Nearly all of the 11 cooking club members grew up in the D.C. area. Many went to Catholic school together; about half attended Georgetown Visitation in the District. They’re all still married to their first husbands, something many of them consider a feat. “Maybe our cooking has something to do with it,” Boland says. They’ve been together through christenings, graduations, weddings and funerals. They’ve given their children books of their favorite recipes—often as bridal shower gifts—and helped some start their own cooking clubs. Recently they’ve watched one another become grandparents.
After drinks and appetizers on Dunn’s patio, the women—who refer to each other as “girls”—move inside for dinner. They jockey to share the microwave, lamenting how their starter apartments didn’t always have that convenience. Carla Byrd of Bethesda heats up sautéed Broccolini, noting that of all the women, she is not much of a cook. “Now I can admit it. In the early days, I used to have to pretend,” she says with a laugh.
The women fill their plates at the buffet, pour wine (which is in bottles, not jugs, as it was when they first started) and chat about what they’ve made.
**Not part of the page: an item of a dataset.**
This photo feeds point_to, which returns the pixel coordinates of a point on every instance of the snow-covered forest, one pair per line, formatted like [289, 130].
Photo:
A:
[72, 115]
Kathy Hayes, who lives in Chevy Chase, is asked about her Tuscan white beans with sage and rosemary. She explains that she soaked the raw beans overnight and they often taste better the next day. Several of the women got their recipes online, and say their cookbooks are collecting dust in the digital age.
The women have had some hits—including beef Wellington, Toblerone mousse and crab canapé pie—and some clunkers. Years ago they had awful bourbon ball appetizers, and someone made an Irish soda bread that was so hard it could have been used as a doorstop. Then there was the roast fiasco, when Byrd’s kitchen filled with smoke after a mix-up over the broiler setting and Dunn took the entrée to her ex-fiancé’s nearby apartment to finish cooking it.
When the cooking club meets, the husband of the host typically stays away—things get louder as the night goes on—only dropping in at the end to say hello, as Dunn’s husband, George, does on that night in May. The women used to invite the men to join them once in a while, but they haven’t done that in years. One man put a silver serving tray in the oven. “They make a mess, even if it’s takeout,” says Connolly, who lives in Chevy Chase. “Every pot and pan and spoon you own is out on the table.”
As the evening closes, Connolly serves her mom’s “Apple Brown Betty” with vanilla ice cream. Chris Cassidy announces that she’s planning to move to Florida soon, but assures the group that she’ll try to come back a couple times a year. By 9:25, Connolly dings her glass to announce that she has to leave, but as the group’s scheduler she wants to confirm next month’s host before she goes.
The women used to meet later in the evening, after their kids were in bed, and once lingered till 2 in the morning after a wine-filled San Francisco-themed dinner in Chevy Chase in the ’80s. “I never stayed so late at anybody’s house in my life,” Connolly says. Now they opt for less wine and more sleep. Says Cassidy, “You come at 7 and you leave at 10.”